Un chercheur d’Anthropic vient de démissionner en dénonçant la vitesse à laquelle les géants de l’intelligence artificielle développent des systèmes toujours plus puissants, alors que leurs propres spécialistes reconnaissent que certaines garanties de sécurité restent encore insuffisantes.
Jacob Coxon, ancien chercheur d’OpenAI puis d’Anthropic, a quitté l’entreprise en mettant en garde contre une course vers des intelligences artificielles capables, à terme, de contribuer elles-mêmes à l’amélioration de futurs modèles.

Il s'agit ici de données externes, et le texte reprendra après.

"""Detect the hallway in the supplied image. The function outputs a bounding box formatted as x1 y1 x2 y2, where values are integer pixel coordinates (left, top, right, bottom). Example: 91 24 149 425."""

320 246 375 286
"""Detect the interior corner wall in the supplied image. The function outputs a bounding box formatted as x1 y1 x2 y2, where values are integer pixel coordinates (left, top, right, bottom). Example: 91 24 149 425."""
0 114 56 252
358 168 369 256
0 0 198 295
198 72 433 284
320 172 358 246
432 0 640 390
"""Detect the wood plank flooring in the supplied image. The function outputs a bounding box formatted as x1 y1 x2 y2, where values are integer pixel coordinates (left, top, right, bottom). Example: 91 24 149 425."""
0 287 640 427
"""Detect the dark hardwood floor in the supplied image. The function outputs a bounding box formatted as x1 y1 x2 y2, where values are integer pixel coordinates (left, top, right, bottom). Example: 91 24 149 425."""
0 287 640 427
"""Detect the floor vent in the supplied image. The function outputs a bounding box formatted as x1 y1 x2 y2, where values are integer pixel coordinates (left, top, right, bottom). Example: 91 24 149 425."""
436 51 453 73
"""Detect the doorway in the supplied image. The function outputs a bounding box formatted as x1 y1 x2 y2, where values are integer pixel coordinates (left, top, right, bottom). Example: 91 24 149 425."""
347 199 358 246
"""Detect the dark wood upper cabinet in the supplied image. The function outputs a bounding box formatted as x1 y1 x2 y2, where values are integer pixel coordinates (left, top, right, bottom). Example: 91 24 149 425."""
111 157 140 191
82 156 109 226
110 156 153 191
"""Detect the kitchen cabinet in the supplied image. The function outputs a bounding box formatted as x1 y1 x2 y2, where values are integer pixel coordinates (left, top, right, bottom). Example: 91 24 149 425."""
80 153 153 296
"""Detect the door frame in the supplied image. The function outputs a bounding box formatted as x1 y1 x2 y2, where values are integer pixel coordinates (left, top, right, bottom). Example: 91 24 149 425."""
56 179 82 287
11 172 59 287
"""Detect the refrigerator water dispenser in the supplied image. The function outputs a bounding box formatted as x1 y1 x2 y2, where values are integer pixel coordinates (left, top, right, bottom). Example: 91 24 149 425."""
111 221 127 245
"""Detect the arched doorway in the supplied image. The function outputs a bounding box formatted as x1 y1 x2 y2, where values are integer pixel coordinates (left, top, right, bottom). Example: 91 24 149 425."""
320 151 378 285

L’alerte prend une dimension particulière après les déclarations d’Evan Hubinger, Alignment Science Lead chez Anthropic.
Selon lui, le risque qu’une intelligence artificielle extrêmement avancée provoque une catastrophe existentielle pour l’humanité au cours de la prochaine décennie dépasse 10 %.
Ce chiffre n’est toutefois ni une prévision scientifique ni une estimation officielle d’Anthropic. Il s’agit de son évaluation personnelle du risque.
Plus préoccupant encore : Hubinger reconnaît qu’Anthropic ne dispose pas aujourd’hui d’une solution démontrée permettant de garantir l’alignement d’une future superintelligence.
À retenir
- 10 % — estimation personnelle d’Evan Hubinger du risque existentiel lié à une IA extrêmement avancée dans les dix prochaines années.
- Environ 3 ans — période durant laquelle Jacob Coxon dit avoir travaillé sur l’entraînement de modèles chez OpenAI puis Anthropic.
- 2023 — lancement de la première Responsible Scaling Policy d’Anthropic.
- ≈ 220 milliards de dollars — émissions obligataires des principaux hyperscalers américains sur un an, dans un contexte d’investissements massifs liés notamment aux infrastructures d’IA.
Pourquoi la course continue
Le paradoxe est désormais économique autant que technologique.
Un laboratoire qui ralentit seul risque de perdre ses ingénieurs, ses investisseurs et son avance stratégique face à ses concurrents.
Résultat : chaque acteur peut avoir intérêt à accélérer, même lorsque certains de ses propres chercheurs considèrent que les risques collectifs augmentent.
Le vrai débat n’est donc plus seulement de savoir jusqu’où l’IA peut aller, mais quelles garanties devraient être exigées avant d’aller plus loin.